White clover spread by natural means to the largest part of the Asiatic mainland (Daday, 1958). It was supported by our results, which showed that the least genetic distance existed in Asia accessions. The level of genetic diversity was also the lowest among all the subpopulations. Moreover, white clover was carried to introduced Japan (Asia) from Dutch (Europe) in 1846. The Japanese accession also gathered with European accessions to a subclade in the present study. According to the references (Daday, 1958; Gustine et al., 2002), white clover was introduced into America and Australia from Europe. However, the largest genetic distance was showed between Europe and Australia accessions. It suggested that the introduced white clover adapted to new environments by forming genetic variation. The genetic diversity of the European subpopulations from the natural range were at a pretty high level in our results. The abundant genetic variation could provide an excellent genetic basis for practice breeding. Hence, the European collections, especially the coastal and the alpine area (Griffiths et al., 2019), could be recommended as alternative collections for core germplasm collections selection. The core collections should maintain the vast majority of germplasm diversity (Lv et al., 2020), and the optimal fraction of core collection for white clover needs to be further studied.
The white clover accessions in the present study were divided into different groups or subgroups based on PCoA, UPGMA and STRUCTURE analyses. It could be attributed to the different statistical principles (Gower, 1966; Lv et al., 2020; Pritchard et al., 2000). PCoA can provide a more valid classification based on the dissimilarity matrix of the original data, which is not strict with the Hardy-Weinberg equilibrium assumption.

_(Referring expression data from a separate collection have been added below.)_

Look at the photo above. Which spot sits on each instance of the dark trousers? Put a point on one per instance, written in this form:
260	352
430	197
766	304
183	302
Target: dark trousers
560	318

STRUCTURE assigns the accessions to subgroup probabilistically by a Bayesian clustering approach, and it is always used for the subdivision of natural out-crossing populations. And the accessions were clustered using UPGMA analysis is implemented based on genetic distance, which showed more detailed relationships among the accessions. Overall, these three methods could work together to provide a comprehensive understanding of the white clover population genetic structure.
In conclusion, the findings of the study confirmed that global white clover accessions contained a high level of genetic diversity. And the weak correlation between genetic relationships and geographic distribution of white clover accessions. Our result will provide molecular evidence for breeding improvement, germplasm resources conservation and core germplasm collection establishment for white clover.